Алессандро ничего не ответил, только покачал головой и вздохнул.

Мы пошли быстрее. Когда мы оказались в пригороде Лондона, уже стемнело и пошел мелкий холодный дождь со снегом.

– Нам еще долго идти? – спросила я цыгана.

– Часа два, не меньше. Выдержишь?

– Думаю, да, – ответила я.

Мы шли по узким улицам, утопающим в грязи. То и дело где-то неподалеку слышались гневные крики и ругательства. Я ни разу не была в столице и, признаться, представляла себе Лондон по-другому. Я думала, что это красивейший из городов, по улицам которого ездят шикарные экипажи и автомобили с хорошо одетыми пассажирами. Я же оказалась в каких-то трущобах, где каждый второй походил на пьяницу или преступника, а почти возле каждого дома стояли вульгарно одетые женщины, кричащие что-то вслед прохожим.

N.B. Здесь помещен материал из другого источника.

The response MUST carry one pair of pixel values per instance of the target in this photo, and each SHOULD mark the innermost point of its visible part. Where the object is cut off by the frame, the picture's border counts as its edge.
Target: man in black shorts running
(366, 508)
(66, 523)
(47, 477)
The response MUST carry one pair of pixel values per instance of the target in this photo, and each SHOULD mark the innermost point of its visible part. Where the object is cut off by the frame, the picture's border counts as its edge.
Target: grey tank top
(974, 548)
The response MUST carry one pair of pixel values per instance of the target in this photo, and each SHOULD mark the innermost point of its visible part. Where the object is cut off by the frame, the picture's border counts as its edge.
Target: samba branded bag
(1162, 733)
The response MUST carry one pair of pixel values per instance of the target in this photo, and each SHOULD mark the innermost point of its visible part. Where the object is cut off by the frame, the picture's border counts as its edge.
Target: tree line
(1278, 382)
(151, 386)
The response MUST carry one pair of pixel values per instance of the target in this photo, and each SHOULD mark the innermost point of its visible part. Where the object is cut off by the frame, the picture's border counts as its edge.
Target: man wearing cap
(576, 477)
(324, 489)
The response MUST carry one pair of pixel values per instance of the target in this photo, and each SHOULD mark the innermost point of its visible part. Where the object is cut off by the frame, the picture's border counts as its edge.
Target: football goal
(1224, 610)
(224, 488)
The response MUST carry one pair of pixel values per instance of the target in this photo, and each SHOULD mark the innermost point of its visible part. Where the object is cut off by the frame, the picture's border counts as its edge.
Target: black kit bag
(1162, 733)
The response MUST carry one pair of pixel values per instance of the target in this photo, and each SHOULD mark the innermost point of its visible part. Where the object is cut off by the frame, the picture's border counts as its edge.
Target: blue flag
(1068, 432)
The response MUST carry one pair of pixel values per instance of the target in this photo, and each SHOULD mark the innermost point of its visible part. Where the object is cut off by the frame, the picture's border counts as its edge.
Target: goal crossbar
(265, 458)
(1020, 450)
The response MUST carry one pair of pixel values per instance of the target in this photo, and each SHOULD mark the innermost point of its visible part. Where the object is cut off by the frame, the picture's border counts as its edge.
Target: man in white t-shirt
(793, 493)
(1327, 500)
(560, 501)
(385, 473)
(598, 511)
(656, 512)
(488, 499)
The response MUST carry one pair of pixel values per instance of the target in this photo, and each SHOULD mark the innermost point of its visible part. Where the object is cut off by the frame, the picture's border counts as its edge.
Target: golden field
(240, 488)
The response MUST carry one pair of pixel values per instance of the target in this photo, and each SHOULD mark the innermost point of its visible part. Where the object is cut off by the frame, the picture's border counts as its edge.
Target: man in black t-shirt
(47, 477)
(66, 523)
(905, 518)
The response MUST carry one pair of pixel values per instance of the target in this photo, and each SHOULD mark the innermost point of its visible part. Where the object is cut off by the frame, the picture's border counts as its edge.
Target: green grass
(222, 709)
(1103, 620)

Все это испугало меня, и я прижалась к Алессандро, крепко вцепившись ему в руку.

– Не бойся. Все хорошо, – сказал он, но я ему не поверила.

Мой плащ пропитался дождевой водой, и двигаться в нем стало тяжело. Волосы под капюшоном тоже намокли и темными прядями спадали мне на лицо. Я, стараясь не смотреть ни на кого из прохожих, опустила голову.

Наконец мы остановились перед двухэтажным домом, в окнах которого горел свет и откуда слышались громкие голоса и смех.

– Вот мы и пришли, – сказал Алессандро и потянул меня на порог этого дома.

Мы зашли внутрь, и мне в нос тут же ударил запах алкоголя, а лицо защипало от тепла. В зале за столами сидело много мужичин. Все они пили и разговаривали друг с другом. Кое-кто играл в карты. На нас с Алессандро они не обратили никакого внимания, разве что по мне скользнуло несколько любопытных взглядов.

– Пойдем, – подтолкнул меня Алессандро.

Мы подошли к стойке, и Алессандро спросил у бармена, мужчины лет сорока, где Катрина. Тот кивнул головой в сторону, и Алессандро направился туда, оставив меня стоять возле стойки. Я увидела, как он подошел к высокой рыжеволосой женщине, наливавшей в это время одному из посетителей пиво.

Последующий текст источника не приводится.